Nigeria Army Rescues 234 More Female Captives From Boko Haram

Boko Haram
A Nigerian woman is comforted by a man as they take part in a protest, called by Malaga's Nigerian women Association, for the release of the abducted secondary school girls from the remote village of Chibok in Nigeria, at La Merced square in Malaga, southern Spain, May 13, 2014. The leader of the Nigerian Islamist rebel group Boko Haram has offered to release more than 200 schoolgirls abducted by his fighters last month in exchange for its members being held in detention, according to a video posted on YouTube on Monday. |

Nigerian troops have rescued 234 more girls and women from the Boko Haram stronghold Sambia Forest in the country's northeast, days after freeing 200 girls and 93 women from the same region.

The Nigerian Defense Headquarters posted a message on Twitter early Saturday, saying, "Another set of 234 women and children were rescued through the Kawuri and Konduga end of the #Sambisa Forest…"

This brings the total number of women and children rescued this week to 527.

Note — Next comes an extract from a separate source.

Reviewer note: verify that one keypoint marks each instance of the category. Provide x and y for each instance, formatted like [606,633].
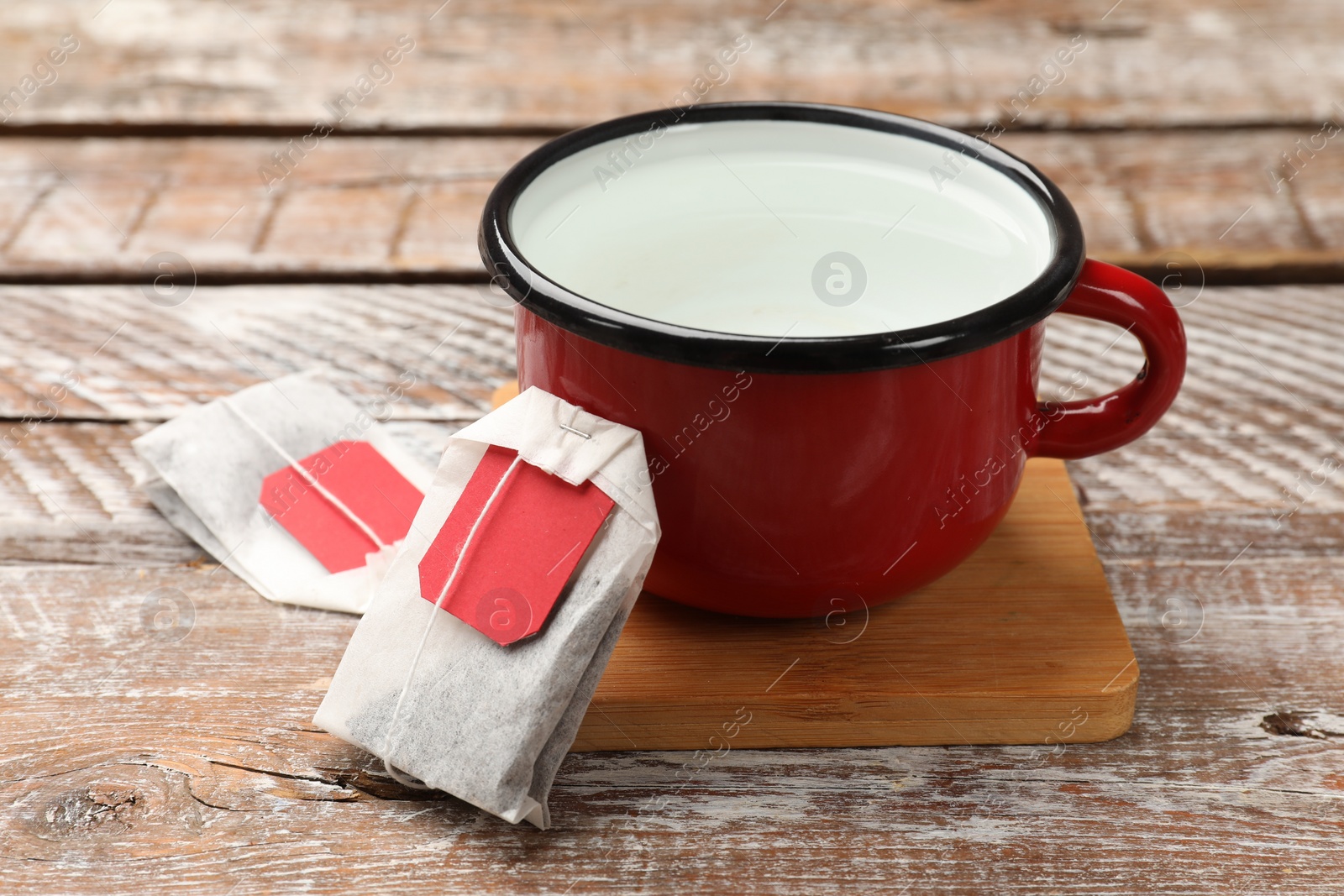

However, a local senator claimed the women and children previously released may have been residents of the area, according to BBC. No details were given about the claim.

The military said the rescued girls and women are being screened to ascertain their identities.

Some women resisted, and even shot at the rescuers, The Associated Press quoted a military spokesman as saying. It is, therefore, suspected that some of them might now identify with Boko Haram after captivity and forced marriages.

The Nigerian military didn't say whether any of the 234 girls and women is among the more than 200 schoolgirls the Boko Haram had mass kidnapped from Chibok in Abuja on April 14, 2015.

Nigerian Army spokesman Sani Usman said earlier in the week that the army has raided a number of Boko Haram camps in the forest, which has served as a stronghold for the Islamic militants. The region is not far from Chibok.

However, Usman confirmed that the 293 captives previously rescued were not the schoolgirls taken by Boko Haram in that particular raid.

Boko Haram leader Abubakar Shekau had earlier threatened to sell the girls from Chibok "in the market."

"I abducted your girls," Shekau said in a 57-minute video earlier. "I abducted a girl at a western education school and you are disturbed. I said western education should end. Western education should end. Girls, you should go and get married. I will repeat this: western education should fold up. I abducted your girls. I will sell them in the market, by Allah. I will marry off a woman at the age of 12. I will marry off a girl at the age of nine."

Boko Haram recently announced it was changing its official name to "Islamic State's West Africa Province," or ISWAP. The terror group has aligned itself with Islamic State, also known as ISIS or IS, which has gained control over large parts of Iraq and Syria.

Boko Haram has also posted videos showing beheading of people.

Boko Haram has also killed numerous Christians and attacked several churches. It is apparently seeking to create an Islamic state in the Muslim-majority northern Nigeria. It is believed that it earlier gained technical sophistication and weaponry with help from groups like al-Shabaab in southern Somalia and al-Qaeda in the Islamic Maghreb in Mali.